I never understood the annual month-long craze of the ‘new year, new me’ trend. Every January, millions of people tell themselves they’re going to turn over a new leaf and make a better life for themselves: they’re going to go to the gym again, they’re going to stop procrastinating, they’re going to achieve a sense of accomplishment—only, that rarely ever is the result. It’s possible that the reason why so many fail at their resolutions is because they’re restricted by their view of time.
Many civilizations conceive the timeline of their lives as linear, where yesterday is the past, today is the present, and tomorrow is the future. Things that happened yesterday and before are over, and they have brought us to our present; our present is laid out in its own lineation of A, B, C, D, etc., that lead us into tomorrow; tomorrow is the consequence for what we do today, and we further concern ourselves with what will happen after, and we worry about next week, next month, and so on. It is a continuous progression of consequence.
People are so dictated by their consequences that they become blinded by their passions and get distracted from motivation. Who’s to say that pushing an event or task back another day won’t guarantee achievement—it happens all the time.
We can become constricted by worry and anxiety that we begin to overthink the possibility of opportunity and success that we give up our whole so as not to get our hearts broken; and that is a waste.
In December, I had a conversation with my father about how I had begun to perceive time as a cyclical concept, like few civilizations still do, in which everything that ever was or will be does not matter in my present day-to-day life. The only thing that matters to me is what I am doing in every moment I take a breath, and every action that I take.

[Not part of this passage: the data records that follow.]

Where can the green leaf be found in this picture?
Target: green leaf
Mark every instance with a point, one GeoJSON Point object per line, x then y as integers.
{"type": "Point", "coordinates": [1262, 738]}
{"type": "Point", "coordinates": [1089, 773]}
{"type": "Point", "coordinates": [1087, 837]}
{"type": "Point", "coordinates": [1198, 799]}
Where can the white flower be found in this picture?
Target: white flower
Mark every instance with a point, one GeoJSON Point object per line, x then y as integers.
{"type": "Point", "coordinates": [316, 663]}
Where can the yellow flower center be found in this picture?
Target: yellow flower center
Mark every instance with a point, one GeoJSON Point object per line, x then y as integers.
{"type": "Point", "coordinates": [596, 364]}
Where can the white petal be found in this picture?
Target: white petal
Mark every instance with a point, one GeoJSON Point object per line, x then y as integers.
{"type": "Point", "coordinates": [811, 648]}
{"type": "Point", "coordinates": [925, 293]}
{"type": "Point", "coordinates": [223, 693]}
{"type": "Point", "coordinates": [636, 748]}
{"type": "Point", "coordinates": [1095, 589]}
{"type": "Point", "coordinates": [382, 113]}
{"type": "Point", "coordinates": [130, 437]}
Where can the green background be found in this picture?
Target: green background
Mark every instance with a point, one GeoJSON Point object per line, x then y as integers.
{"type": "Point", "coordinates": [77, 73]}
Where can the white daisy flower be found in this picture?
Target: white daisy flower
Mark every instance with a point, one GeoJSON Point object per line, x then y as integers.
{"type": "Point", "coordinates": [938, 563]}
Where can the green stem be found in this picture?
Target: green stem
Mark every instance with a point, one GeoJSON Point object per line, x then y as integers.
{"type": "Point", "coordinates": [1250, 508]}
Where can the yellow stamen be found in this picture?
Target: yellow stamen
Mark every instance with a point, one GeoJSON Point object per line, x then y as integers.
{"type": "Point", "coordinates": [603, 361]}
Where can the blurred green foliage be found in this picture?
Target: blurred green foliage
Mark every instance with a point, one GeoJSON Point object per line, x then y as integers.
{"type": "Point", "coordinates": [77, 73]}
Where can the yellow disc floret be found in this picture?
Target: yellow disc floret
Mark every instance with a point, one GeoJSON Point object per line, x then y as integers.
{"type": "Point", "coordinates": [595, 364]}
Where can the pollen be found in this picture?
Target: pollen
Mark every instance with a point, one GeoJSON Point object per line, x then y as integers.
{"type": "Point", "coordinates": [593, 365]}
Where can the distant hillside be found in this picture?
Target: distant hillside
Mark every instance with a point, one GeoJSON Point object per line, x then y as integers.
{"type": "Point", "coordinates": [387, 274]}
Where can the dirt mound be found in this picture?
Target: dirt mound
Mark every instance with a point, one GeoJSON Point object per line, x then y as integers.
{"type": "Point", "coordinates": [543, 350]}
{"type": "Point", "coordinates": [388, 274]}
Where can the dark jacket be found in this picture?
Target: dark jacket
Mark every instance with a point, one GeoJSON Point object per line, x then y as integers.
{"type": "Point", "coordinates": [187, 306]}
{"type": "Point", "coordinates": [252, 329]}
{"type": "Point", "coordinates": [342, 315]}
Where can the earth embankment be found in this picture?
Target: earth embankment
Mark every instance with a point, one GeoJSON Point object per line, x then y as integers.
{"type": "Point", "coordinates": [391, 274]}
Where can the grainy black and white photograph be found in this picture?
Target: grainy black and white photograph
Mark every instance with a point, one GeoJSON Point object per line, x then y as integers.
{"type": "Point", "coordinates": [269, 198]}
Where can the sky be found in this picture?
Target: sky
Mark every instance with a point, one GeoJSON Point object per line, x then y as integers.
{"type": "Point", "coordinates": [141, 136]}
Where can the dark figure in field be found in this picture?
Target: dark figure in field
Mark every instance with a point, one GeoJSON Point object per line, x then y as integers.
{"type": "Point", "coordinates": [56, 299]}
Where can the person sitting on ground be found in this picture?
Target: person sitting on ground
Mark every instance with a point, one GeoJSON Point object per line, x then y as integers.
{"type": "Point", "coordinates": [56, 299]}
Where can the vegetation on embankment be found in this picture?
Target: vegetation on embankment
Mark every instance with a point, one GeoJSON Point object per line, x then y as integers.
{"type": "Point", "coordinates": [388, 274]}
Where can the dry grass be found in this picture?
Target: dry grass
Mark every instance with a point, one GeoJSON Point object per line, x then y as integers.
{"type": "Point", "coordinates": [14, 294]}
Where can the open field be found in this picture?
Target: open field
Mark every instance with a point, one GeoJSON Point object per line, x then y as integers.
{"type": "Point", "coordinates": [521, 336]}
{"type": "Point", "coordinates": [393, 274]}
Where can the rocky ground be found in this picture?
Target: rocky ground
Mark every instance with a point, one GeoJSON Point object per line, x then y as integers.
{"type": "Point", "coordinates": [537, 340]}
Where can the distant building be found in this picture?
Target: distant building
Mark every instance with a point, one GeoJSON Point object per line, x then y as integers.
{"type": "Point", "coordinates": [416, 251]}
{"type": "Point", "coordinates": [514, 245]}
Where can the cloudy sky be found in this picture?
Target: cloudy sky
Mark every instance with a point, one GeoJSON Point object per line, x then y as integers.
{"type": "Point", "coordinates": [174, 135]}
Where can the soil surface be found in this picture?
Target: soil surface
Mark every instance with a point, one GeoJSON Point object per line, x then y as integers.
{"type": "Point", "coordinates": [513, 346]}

What happened to me this morning is over—it will do no good right now, so I don’t think about it. Business Insider does a fantastic way of providing visual explanations for time perceptions.
I have numerous long-term goals, things I want to be, things I want to accomplish, and I sometimes become overwhelmed thinking about what all I must set in place for myself in order to achieve and succeed. These goals, intertwined with a cyclical concept of time, has made me shift my focus from “it’s going to happen” to “it’s happening.”
This semester of college I increased my course hours, I’ve begun participating in a work study, and I’ve made the changes in my life to make my goals a reality, in which I didn’t need January 1st to be the deciding date—I just woke up and I began doing. I decided, in that moment, that I wanted to change my life in a way that benefited me, and I’ve been succeeding daily ever since.
Our goals should not be limited to a consequential time period. Too often are our lives determined by a calendar, with every event in our lives fixed in a spot, and if we miss it, then it’s too late…so why not just do it?
There was a newspaper clipping my mother kept taped to the kitchen cabinet—the cliché phrase, “If you do what you’ve always done, you’ll always get what you’ve always gotten.”
It is a shame that clichés are glossed over, merely since they’re used so frequently, and people become tired; but, nevertheless, there is still truth in it. If you repeat your actions and expect a different outcome, then you are relying on external forces to come and aide in your success.
If you cannot make the decision and change for yourself, then you need to rethink what your motivations are, and perhaps reconsider if your goal may not be what you thought you wanted.
Three important words of advice that I can give is the renowned “don’t say, do.” Work hard, stay humble, and keep your plans to yourself. If, by chance, your expectations don’t pan out to how your heart desires, save yourself the humiliation and energy of explaining for the shortcoming.
If nothing is certain, then don’t bring it up, and let your actions and your merit speak for themselves, rather than your personally chosen accolades.
Throw out resolutions and bring in a reality. There is no such thing as “speaking it into existence,” but only what happens. You are your own consequence, and you deserve what you put forth.